Against Doctor’s Orders

I thought it would be fun to show you exactly what my book is about.  Some of you may know the whole story, and some may not.  The following writeup is a query letter that I sent to publishers and agents as a way to see if anyone is interested in publishing my story.

 

My recently completed memoir, Against Doctor’s Orders, shares a truly unusual life threatening journey through pregnancy and heart transplantation. My journey required me to make decisions with extraordinary consequences for me and my unborn child.

 

In 2012, after multiple failed IVF cycles, I became pregnant. I experienced bizarre symptoms early in my pregnancy. At 21 weeks, I drove myself to a local hospital thinking I had the stomach flu. Within a few hours, I was taken by ambulance to a major Boston hospital where I was told I was in acute heart failure. After one day of observation and tests, I was diagnosed with a rare autoimmune heart condition called endomyocardial fibrosis. I was only 32 years old, an extremely fit and healthy psychotherapist, fitness instructor and yoga teacher.

 

One week into my hospitalization, a team of cardiologists and OB/GYN physicians from one of Boston’s most reputable hospitals gave me a version of Sophie’s choice: I had to abort the pregnancy, or both my son and I would likely die. I also was told that I needed a heart transplant…soon.. I couldn’t bear to end the pregnancy I had tried so hard to achieve. Given that my life and that of my unborn child hung in the balance, I remained in the hospital for the next two months.

 

My son, Ethan was born nine weeks early, a fragile premature 3 pound baby who spent the first seven weeks of his life in the NICU. When Ethan was four months old, we traveled to Tampa, Florida for my heart transplant. The waiting list for a heart was too long in New England, and I was not eligible for a Ventricular Assist Device to keep me alive until I could get a new one.

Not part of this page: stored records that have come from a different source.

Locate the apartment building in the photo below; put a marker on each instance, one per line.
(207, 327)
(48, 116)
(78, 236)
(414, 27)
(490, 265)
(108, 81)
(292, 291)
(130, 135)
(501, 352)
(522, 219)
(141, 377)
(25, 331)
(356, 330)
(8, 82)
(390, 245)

My memoir chronicles a story of hope, heartbreak and eventually survival against long odds, for both Ethan and me. The story begins when I first experienced heart related symptoms in 2010, but was misdiagnosed by a cardiologist, and told that I would have no problem with a pregnancy. It ends happily, with Ethan’s survival without impairment and my successful heart transplant.

Both Ethan and I are thriving now. I have the energy to do all of my old activities, and I love chasing him around and spending my days with him. My husband and I are about to begin our journey towards a second child using a surrogate, since it would be very risky for me to be pregnant again.

I have been through more turmoil and distress in the last two years than any mother should have to endure. However, I was supported by hundreds of people, many of whom have encouraged me to write this book and share this extraordinary story. I risked my life for my unborn son and when I see him now, a happy and healthy two year-old, I know it was a risk well worth taking. The story is suspenseful and heartbreaking, but ultimately heartwarming.

Thank you so much for taking the time to read this. I’d be happy to answer any questions you might have.